When asked if a first-round projection was good enough to cause Patterson to leave, Calipari said, "He told me last night it wasn't.

"But if he later changes his mind, I'll be OK with that, too. I said, 'What if you're taken in the first round? He said, I'm coming back. I said, good choice."

Calipari suggested that a lottery pick should be the standard for Patterson.

"I tell Patrick, if you're a lottery pick, you should go," he said. "Because next year you will be in the lottery, maybe a top-10 (pick)."

The UK coach noted how Patterson had already shown improvement as a ball-handler in workouts in the dribble-drive system.
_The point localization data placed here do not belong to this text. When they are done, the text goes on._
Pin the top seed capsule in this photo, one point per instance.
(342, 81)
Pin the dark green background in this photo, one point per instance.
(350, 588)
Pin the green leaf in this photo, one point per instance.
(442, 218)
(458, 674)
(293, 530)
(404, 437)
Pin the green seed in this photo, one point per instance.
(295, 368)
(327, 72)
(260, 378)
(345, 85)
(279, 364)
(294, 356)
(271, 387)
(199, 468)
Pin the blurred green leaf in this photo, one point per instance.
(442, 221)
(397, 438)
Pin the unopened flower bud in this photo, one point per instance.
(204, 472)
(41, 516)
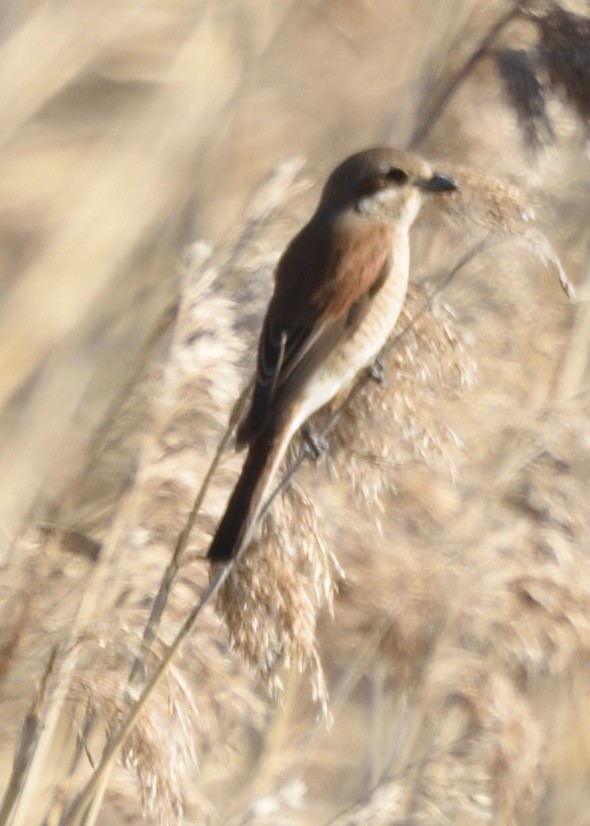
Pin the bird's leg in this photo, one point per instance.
(376, 371)
(314, 444)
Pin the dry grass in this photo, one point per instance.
(426, 586)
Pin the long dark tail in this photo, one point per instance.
(237, 523)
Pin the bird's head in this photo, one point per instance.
(383, 184)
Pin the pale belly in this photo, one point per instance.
(342, 365)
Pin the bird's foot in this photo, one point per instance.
(315, 445)
(376, 371)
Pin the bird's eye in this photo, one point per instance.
(397, 175)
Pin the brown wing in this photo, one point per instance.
(323, 284)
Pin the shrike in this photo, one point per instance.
(339, 288)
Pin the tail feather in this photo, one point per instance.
(238, 521)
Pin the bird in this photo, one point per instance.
(339, 287)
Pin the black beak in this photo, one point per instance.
(438, 183)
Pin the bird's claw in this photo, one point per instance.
(376, 371)
(315, 445)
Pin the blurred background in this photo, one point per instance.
(155, 157)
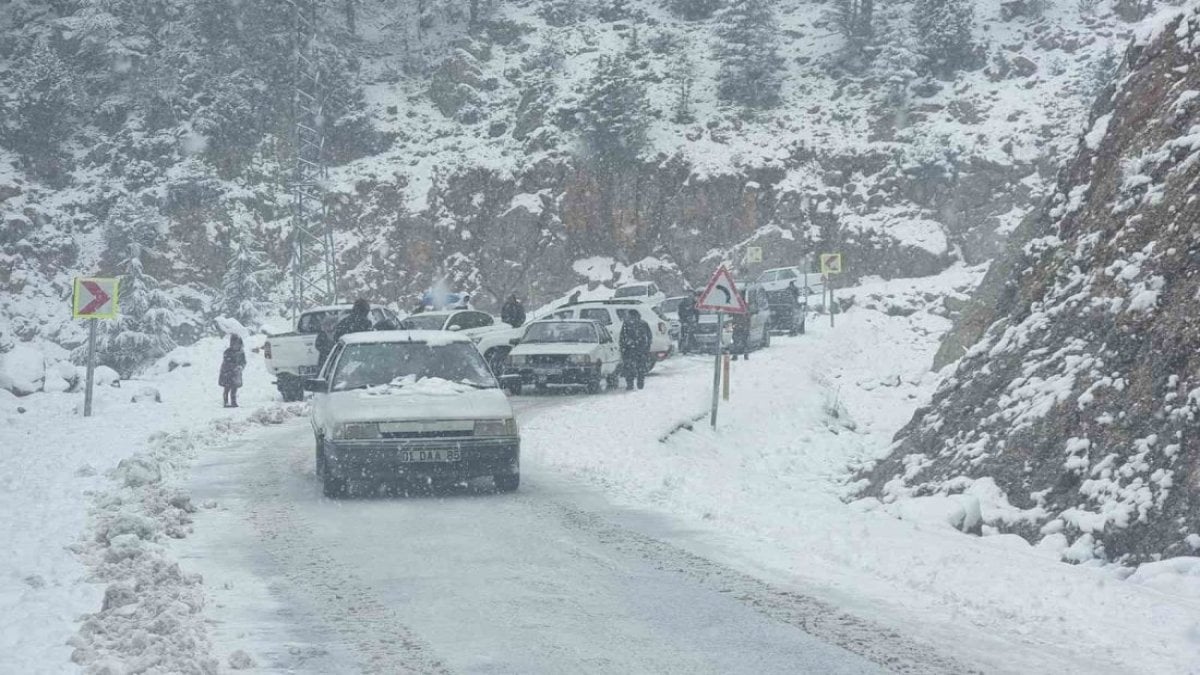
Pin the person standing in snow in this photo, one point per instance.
(513, 312)
(232, 364)
(358, 321)
(635, 350)
(689, 317)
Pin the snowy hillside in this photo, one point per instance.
(1080, 400)
(463, 142)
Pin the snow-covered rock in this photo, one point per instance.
(22, 370)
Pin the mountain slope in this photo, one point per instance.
(1081, 399)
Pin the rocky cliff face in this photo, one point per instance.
(1081, 399)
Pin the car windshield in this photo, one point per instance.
(389, 363)
(553, 332)
(311, 322)
(424, 322)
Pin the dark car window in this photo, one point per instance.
(600, 316)
(561, 332)
(424, 322)
(401, 363)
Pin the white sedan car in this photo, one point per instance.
(412, 405)
(563, 352)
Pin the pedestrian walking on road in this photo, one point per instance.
(741, 335)
(689, 317)
(232, 364)
(635, 350)
(324, 342)
(358, 321)
(513, 312)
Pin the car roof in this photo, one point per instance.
(429, 336)
(337, 309)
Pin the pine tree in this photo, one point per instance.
(613, 113)
(246, 281)
(40, 118)
(943, 28)
(751, 69)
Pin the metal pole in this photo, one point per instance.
(725, 375)
(717, 366)
(833, 304)
(91, 366)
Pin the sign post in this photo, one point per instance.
(721, 297)
(94, 299)
(831, 264)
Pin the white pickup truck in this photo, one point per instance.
(292, 357)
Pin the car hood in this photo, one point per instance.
(427, 399)
(555, 348)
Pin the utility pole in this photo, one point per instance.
(313, 269)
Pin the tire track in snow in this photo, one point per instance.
(819, 619)
(383, 643)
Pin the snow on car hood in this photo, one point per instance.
(553, 348)
(418, 399)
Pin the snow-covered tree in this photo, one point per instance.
(751, 70)
(246, 282)
(42, 107)
(943, 28)
(142, 330)
(613, 113)
(694, 10)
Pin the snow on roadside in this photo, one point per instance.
(57, 465)
(768, 487)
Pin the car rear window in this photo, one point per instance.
(401, 363)
(312, 322)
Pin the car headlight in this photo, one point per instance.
(507, 426)
(358, 430)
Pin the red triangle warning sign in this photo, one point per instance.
(721, 294)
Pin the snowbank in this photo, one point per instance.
(52, 460)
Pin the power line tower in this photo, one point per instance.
(313, 270)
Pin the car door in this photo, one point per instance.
(321, 399)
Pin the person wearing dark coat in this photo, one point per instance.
(689, 317)
(358, 321)
(513, 312)
(324, 344)
(741, 335)
(232, 364)
(635, 350)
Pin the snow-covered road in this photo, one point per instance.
(552, 579)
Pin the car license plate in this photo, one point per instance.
(439, 454)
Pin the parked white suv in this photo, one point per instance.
(612, 314)
(491, 335)
(647, 292)
(411, 405)
(292, 357)
(563, 352)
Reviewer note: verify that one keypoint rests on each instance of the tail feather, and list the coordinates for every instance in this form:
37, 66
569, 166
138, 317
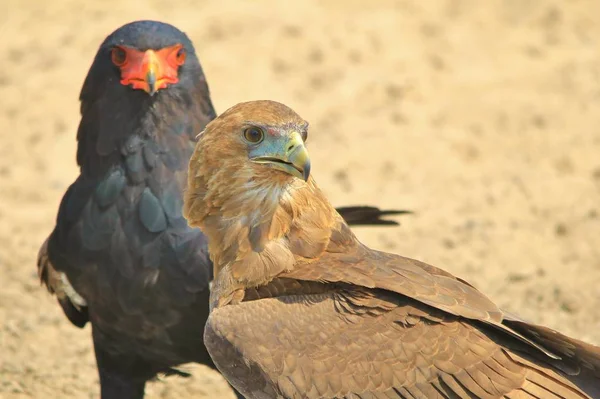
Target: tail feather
369, 215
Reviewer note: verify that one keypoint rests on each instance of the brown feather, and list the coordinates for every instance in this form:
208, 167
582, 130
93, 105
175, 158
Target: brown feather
300, 308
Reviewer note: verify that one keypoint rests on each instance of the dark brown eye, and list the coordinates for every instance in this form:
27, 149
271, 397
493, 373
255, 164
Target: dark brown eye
118, 56
180, 56
304, 135
254, 135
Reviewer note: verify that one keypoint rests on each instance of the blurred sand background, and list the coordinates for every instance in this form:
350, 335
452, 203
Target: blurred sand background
483, 117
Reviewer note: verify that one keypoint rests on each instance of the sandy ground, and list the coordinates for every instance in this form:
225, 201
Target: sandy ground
483, 117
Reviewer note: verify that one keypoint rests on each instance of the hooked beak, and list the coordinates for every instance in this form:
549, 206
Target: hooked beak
151, 66
288, 155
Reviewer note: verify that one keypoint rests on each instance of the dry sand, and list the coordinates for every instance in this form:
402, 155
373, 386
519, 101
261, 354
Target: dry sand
483, 117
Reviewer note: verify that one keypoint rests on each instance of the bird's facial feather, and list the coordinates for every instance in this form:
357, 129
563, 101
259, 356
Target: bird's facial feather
281, 149
149, 70
246, 158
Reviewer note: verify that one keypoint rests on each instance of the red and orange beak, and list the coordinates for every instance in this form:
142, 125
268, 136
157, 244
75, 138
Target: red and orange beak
149, 70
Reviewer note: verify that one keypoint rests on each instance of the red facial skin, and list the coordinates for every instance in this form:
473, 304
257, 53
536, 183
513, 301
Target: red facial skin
149, 70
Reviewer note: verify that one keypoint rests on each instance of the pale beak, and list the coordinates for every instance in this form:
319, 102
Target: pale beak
289, 155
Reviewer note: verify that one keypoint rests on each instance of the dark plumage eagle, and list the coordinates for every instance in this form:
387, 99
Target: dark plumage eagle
121, 255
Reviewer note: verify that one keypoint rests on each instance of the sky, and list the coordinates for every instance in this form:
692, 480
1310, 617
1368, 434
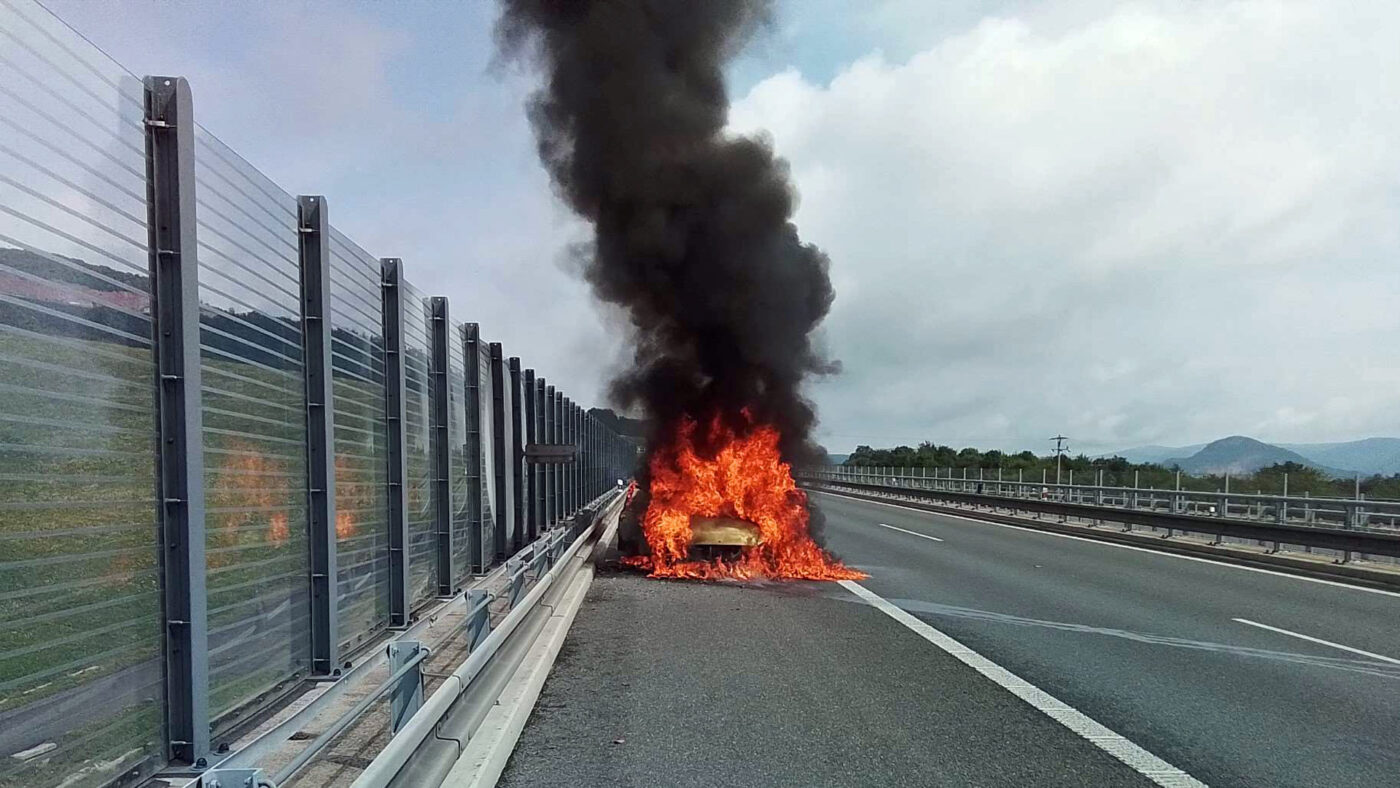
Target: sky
1127, 223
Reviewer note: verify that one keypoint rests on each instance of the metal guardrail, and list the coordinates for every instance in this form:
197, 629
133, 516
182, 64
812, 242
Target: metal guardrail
405, 745
1171, 511
403, 687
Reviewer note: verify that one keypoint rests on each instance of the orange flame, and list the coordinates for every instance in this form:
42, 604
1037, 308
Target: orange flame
746, 479
277, 532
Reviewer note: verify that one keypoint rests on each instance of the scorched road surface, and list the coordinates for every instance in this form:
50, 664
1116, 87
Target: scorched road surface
1162, 650
724, 685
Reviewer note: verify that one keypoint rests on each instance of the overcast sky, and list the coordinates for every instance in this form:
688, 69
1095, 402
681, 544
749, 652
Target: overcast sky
1127, 223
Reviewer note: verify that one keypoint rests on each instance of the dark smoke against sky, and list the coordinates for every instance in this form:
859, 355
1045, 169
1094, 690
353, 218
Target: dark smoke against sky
693, 234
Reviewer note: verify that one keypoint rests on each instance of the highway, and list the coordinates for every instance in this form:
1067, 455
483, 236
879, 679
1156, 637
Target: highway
1152, 645
685, 683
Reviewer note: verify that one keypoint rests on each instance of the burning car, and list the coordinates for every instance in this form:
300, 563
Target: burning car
732, 511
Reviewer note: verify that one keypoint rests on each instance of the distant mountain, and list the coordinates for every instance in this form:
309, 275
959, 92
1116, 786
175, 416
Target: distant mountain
1154, 452
1367, 456
1242, 455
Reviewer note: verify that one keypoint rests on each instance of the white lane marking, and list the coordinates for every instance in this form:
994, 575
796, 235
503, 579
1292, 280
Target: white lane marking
1309, 638
1140, 760
1165, 554
909, 532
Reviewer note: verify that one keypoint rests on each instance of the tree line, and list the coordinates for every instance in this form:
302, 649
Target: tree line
1117, 472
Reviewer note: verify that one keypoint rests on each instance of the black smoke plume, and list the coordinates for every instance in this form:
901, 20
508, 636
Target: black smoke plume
693, 234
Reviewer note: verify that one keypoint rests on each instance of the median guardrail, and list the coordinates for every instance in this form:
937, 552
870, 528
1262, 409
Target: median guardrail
1169, 511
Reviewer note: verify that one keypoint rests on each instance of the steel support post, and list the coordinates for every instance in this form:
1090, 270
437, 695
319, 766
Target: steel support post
520, 424
556, 483
478, 617
406, 694
441, 370
170, 191
580, 497
571, 469
546, 407
475, 484
395, 419
501, 431
532, 469
314, 255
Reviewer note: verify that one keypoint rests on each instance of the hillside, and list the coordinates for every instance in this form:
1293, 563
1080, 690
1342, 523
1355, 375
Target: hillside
1154, 452
1368, 455
1241, 455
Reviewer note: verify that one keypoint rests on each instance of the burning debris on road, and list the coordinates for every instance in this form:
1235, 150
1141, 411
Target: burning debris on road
693, 240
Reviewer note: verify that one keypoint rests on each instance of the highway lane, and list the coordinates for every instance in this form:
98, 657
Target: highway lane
779, 685
1150, 645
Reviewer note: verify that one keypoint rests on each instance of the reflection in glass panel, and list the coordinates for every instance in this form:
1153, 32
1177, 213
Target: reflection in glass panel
417, 399
457, 433
361, 451
255, 431
80, 613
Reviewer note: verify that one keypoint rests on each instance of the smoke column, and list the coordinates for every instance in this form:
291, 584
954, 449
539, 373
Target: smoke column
693, 234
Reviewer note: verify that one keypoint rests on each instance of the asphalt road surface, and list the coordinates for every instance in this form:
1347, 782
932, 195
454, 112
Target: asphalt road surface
674, 683
718, 685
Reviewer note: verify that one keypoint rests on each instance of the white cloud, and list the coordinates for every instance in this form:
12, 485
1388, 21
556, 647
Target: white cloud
1147, 223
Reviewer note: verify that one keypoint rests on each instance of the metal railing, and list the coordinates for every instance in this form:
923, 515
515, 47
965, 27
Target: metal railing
1347, 526
238, 448
406, 657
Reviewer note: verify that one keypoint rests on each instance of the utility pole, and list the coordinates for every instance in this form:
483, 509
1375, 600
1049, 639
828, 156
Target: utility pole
1059, 451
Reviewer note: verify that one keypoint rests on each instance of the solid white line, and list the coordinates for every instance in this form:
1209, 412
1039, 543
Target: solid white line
1299, 636
1162, 553
909, 532
1140, 760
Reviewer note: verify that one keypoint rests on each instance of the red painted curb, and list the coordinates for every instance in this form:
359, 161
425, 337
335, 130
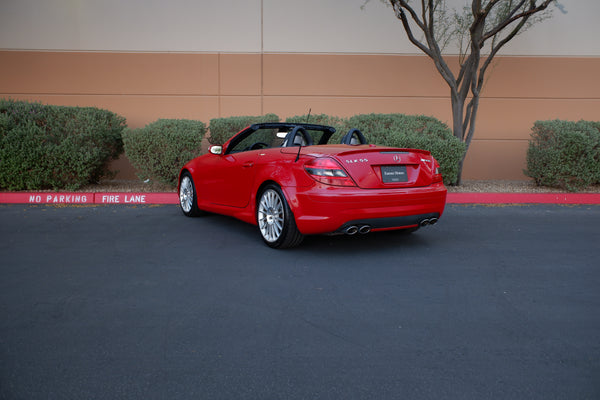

Now the UK big man had to improve using his left hand.

As for Meeks, Calipari said he could improve his efficiency and ball-handling with a year in the dribble-drive and become a probable first-round pick."

Calipari pooh-poohed the idea that a late first-round selection would be good because the player would be guaranteed money and have that original contract expire a year earlier.

The UK coach noted that a late-round pick typically belongs to a team with a better record, meaning a less chance of playing significant minutes. So the second contract is not for as much money.

"If they say you can never make that year up, it's a million dollars," Calipari said. "You make it up the minute you do your second contract, and you get your 70 or 80 million, if you're that good."